Aber wie soll ein unbedarfter Anleger verdeckte Provisionen zwischen Bank und zum Beispiel einer Fondsgesellschaft nachweisen?

Das recherchieren wir als Kanzlei. Wir konnten so nachweisen, dass bei den DG- Fonds 8 Prozent an Provisionen gezahlt worden sind, und davon haben die Volks- und Raiffeisenbanken entweder den kompletten Betrag oder einen Teilbetrag bekommen.

Auch Falschberatung muss nachgewiesen werden. Oft sind Jahre vergangen seit dem Kauf eines Anlageprodukts. Lohnt sich dennoch der Versuch?

Die Chancen, gegen eine Bank wegen Falschberatung vorzugehen, sind nicht so schlecht, wie gemeinhin angenommen wird. Fällt das Produkt beispielsweise schon nicht unter die im Beratungsprotokoll angegebene Risikobereitschaft, ist das eine günstige Ausgangssituation. Wenn der Kunde beispielsweise für seine Altersvorsorge eine sichere Anlage wünscht und sich das ihm verkaufte Produkt nicht mit diesem Ziel deckt, dann ist das ein Beratungsfehler. Manchmal kann man vor Gericht auch durch geschicktes Fragen den Berater zu einer wahrheitsgemäßen Aussage bewegen. Zunächst sollte man aber prüfen, ob die Ansprüche nicht bereits verjährt sind. Bei einem Wertpapiergeschäft ist das bislang drei Jahre nach dem Kauf der Fall.

Seit Jahresanfang ist das Beratungsprotokoll bei Wertpapiergeschäften Pflicht. Ist das ein Fortschritt?

Das Beratungsprotokoll ist eine halbherzige Lösung. Ob es dem Anleger etwas bringt, hängt ganz von der Ausgestaltung ab. Wir hätten uns gewünscht, dass der Gesetzgeber statt des Protokolls eine Umkehr der Beweislast vorschreibt. In dem Fall müssten die Bankberater beweisen, dass sie ordnungsgemäß beraten haben. Das wäre die optimale Lösung gewesen.

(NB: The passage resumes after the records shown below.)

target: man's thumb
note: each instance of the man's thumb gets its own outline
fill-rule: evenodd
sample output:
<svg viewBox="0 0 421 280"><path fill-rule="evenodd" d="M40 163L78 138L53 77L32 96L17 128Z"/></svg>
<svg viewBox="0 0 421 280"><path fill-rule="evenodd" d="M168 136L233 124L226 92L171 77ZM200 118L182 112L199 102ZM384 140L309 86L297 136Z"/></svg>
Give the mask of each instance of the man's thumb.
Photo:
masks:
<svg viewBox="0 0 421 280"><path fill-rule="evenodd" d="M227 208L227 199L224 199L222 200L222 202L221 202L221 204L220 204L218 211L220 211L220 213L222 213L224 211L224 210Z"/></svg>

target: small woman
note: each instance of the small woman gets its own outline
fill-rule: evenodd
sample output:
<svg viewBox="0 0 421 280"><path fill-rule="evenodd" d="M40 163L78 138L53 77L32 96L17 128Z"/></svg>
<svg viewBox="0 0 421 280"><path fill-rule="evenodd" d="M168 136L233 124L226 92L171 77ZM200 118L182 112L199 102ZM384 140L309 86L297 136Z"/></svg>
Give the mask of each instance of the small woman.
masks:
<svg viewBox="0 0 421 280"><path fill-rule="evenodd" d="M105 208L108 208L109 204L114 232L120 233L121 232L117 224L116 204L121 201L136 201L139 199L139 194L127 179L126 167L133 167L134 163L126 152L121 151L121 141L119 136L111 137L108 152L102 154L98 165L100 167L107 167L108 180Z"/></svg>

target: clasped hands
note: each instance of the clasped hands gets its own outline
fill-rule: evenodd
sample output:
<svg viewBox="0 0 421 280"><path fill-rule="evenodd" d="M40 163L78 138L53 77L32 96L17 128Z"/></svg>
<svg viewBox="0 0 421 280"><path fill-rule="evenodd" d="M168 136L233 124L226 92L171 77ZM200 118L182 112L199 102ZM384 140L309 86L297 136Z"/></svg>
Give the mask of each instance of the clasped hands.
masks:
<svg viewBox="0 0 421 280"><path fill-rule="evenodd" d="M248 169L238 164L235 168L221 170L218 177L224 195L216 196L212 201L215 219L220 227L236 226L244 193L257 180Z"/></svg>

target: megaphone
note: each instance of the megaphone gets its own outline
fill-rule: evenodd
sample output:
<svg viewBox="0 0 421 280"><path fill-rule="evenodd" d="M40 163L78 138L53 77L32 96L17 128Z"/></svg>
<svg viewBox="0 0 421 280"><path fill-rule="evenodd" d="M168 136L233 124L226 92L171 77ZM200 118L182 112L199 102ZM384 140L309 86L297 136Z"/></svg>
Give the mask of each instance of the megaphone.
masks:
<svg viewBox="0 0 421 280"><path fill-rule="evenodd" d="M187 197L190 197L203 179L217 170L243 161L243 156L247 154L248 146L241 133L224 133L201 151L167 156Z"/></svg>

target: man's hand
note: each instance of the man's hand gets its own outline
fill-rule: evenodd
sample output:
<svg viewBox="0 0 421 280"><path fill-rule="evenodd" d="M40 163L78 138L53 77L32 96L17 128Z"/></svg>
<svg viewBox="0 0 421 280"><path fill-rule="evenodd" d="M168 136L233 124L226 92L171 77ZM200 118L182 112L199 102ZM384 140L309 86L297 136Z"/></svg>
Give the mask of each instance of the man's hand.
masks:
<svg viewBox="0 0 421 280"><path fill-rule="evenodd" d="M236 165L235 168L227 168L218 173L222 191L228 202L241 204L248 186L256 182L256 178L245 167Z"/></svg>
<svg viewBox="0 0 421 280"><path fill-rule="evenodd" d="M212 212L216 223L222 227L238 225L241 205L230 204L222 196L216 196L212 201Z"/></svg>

Verbraucherschützer sagen, das Beratungsprotokoll schützt Banken und nicht Anleger.

Das Risiko besteht absolut. Deshalb ist es auch sehr kritisch zu sehen, ob das Beratungsprotokoll, so wie es jetzt vorgeschrieben ist, als Verbraucherschutzmaßnahme ausreicht.

Wonach suchen Sie die Fälle aus, die Sie vor Gericht bringen?

Es hängt von den Erfolgschancen ab. Wir prozessieren nur dann, wenn wir die Erfolgschance deutlich über 50 Prozent sehen. Bei Nicht-Rechtsschutzversicherten gehen wir nur in Einzelfällen nach vorheriger Aufklärung über das Prozesskostenrisiko vor Gericht. So ein Prozess kann richtig teuer werden, und er kann immer anders ausgehen als erwartet.

Was war Ihr schlimmster Fall?

Ein Mandant, der ursprünglich vermögend war und in Altersarmut geendet ist. Er hatte Wertpapiere gekauft und dafür zwei Millionen Euro Kredit aufgenommen. Das Investment geriet in Schieflage. Am Ende stand er vor dem Nichts, und sein Privathaus musste zwangsversteigert werden. Fälle, in denen Mandanten in Altersarmut gehen, lassen einen nicht kalt. Es macht mich auch wütend, wenn ich sehe, wie unverantwortlich Geld vernichtet wird. Den Leuten wird immer gesagt, sie sollen fürs Alter vorsorgen. Manche Produkte am Markt sind dafür aber nicht geeignet. Vor allem bei geschlossenen Fonds ist höchste Vorsicht geboten. Das sind oftmals Bereicherungsmodelle der Initiatoren. In solchen Fällen verdienen alle daran, nur der Anleger nicht. Und wenn's schlecht läuft, bekommt er nichts mehr raus.